Satu dari lima orang dengan epilepsi menunjukkan gejala attention deficit hyperactivity disorder (ADHD).
Peneliti di Neurological Surgery mengatakan angka penderita epilepsi dengan ADHD empat kali lebih tinggi dari populasi pasien ADHD pada umumnya, sekitar 4,4 persen.
ADHD terjadi pada 8-10 persen anak dan remaja.
Diagnosis ADHD dilakukan ketika anak menunjukkan enam atau lebih gejala impulsif hiperaktif atau lebih terkait kecerobohan.
Beberapa gejala ADHD bertahan dengan kemungkinan 66 persen hingga periode dewasa.
“Hingga saat ini, sedikit yang diketahui tentang prevalensi gejala ADHD pada orang dewasa dengan epilepsi,” kata Alan B.
Ettinger, direktur Neurological Surgery P.C.
(NSPC) dan profesor neurologi klinis.
“Setahu saya, ini adalah pertama kali gejala ADHD pada penderita epilepsi dijelaskan dalam literatur ilmiah.
Namun, adanya gejala-gejala ini bisa sangat memengaruhi mutu kehidupan, suasana hati, kekhawatiran, dan aktivitas pasien dalam kehidupan sosial maupun pekerjaan.” Para pasien dewasa ini telah melaporkan diri mengidap epilepsi sebagai bagian dari studi epilepsi komalis dan kesehatan (epik) yang telah menerima survei dari para peneliti.
Survei ini termasuk Kuesioner Kesehatan (PHQ-9), Laporan Diri ADHD Dewasa (ASRS-6), dan Penilaian Disabilitas Generasi (GAD-7).
Faktor yang mempengaruhiStudi ini juga melihat faktor-faktor lain yang mempengaruhi kesehatan fisik dan mental pasien, seperti dosis obat antiepilepsi dan frekuensi kejang dalam tiga bulan terakhir.
Indikator lain memeriksa hasil kualitas hidup.

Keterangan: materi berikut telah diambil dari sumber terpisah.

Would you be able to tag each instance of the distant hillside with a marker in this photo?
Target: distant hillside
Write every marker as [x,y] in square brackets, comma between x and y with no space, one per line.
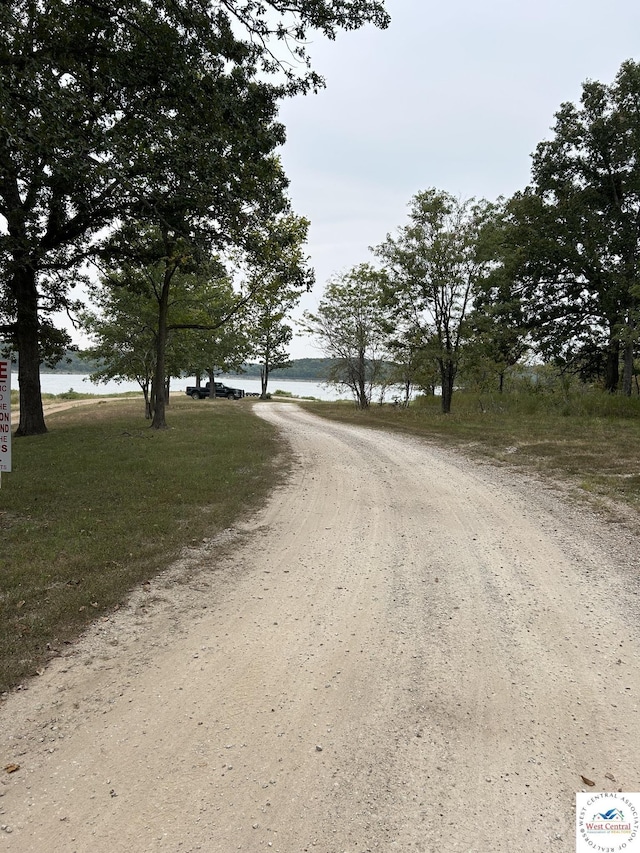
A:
[314,369]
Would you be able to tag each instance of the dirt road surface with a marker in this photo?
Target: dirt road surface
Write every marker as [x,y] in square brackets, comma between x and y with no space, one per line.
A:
[404,651]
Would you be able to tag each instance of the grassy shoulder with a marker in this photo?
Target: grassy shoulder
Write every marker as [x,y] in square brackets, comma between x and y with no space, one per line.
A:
[101,503]
[589,442]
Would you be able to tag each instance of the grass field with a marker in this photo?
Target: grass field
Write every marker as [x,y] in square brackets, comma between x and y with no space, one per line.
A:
[101,502]
[589,442]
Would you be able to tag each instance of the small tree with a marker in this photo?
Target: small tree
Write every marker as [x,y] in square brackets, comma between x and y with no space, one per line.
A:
[350,324]
[278,284]
[432,267]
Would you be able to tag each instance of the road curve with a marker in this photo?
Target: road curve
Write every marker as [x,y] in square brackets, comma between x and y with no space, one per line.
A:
[404,651]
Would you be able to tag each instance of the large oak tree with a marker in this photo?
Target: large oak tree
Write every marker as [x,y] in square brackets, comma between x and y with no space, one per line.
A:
[109,110]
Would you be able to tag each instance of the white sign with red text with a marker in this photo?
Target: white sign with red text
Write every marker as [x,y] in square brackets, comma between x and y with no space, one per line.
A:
[5,415]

Peneliti menggunakan analisis statistik untuk menentukan hubungan antara gejala ADHD dan dengan kualitas hidup.
Para peneliti menganalisis sampel dari 1.361 pasien epilepsi dewasa dengan gejala ADHD.
Mereka juga memiliki tingkat depresi tinggi dan kecemasan yang lebih serta lebih sering kejang.
“Studi ini memperkuat fakta kita perlu memperluas wawasan tentang apa yang berhubungan dengan epilepsi,” ucap Ettinger.
“Pasien kami mungkin juga memiliki istilah penyakit bawaan lain dan pemeriksaan serta pengobatan dapat berdampak signifikan pada kehidupan keluarga, sekolah, dan pekerjaan.” “Dokter yang bertanggung jawab pada pasien epilepsi sering berasumsi ada depresi, kecemasan, dan penurunan kualitas hidup serta efek psikologis dari kejang, terapi antiepilepsi, dan gangguan sistem saraf pusat.
Hasil kami adalah ini menunjukkan ADHD mungkin juga memainkan peran penting,” kata Ettinger.
“Namun, belum diketahui apakah epilepsi-ADHD sama dengan ADHD pada umumnya.
Langkah selanjutnya adalah memvalidasi metode skrining ADHD, terutama pada epilepsi, dan mengklarifikasi gejala ADHD pada pasien epilepsi.
Ini akan meletakkan dasar untuk penelitian terapeutik masa depan yang menjanjikan untuk meningkatkan kualitas hidup pasien dewasa dengan epilepsi,” tandasnya.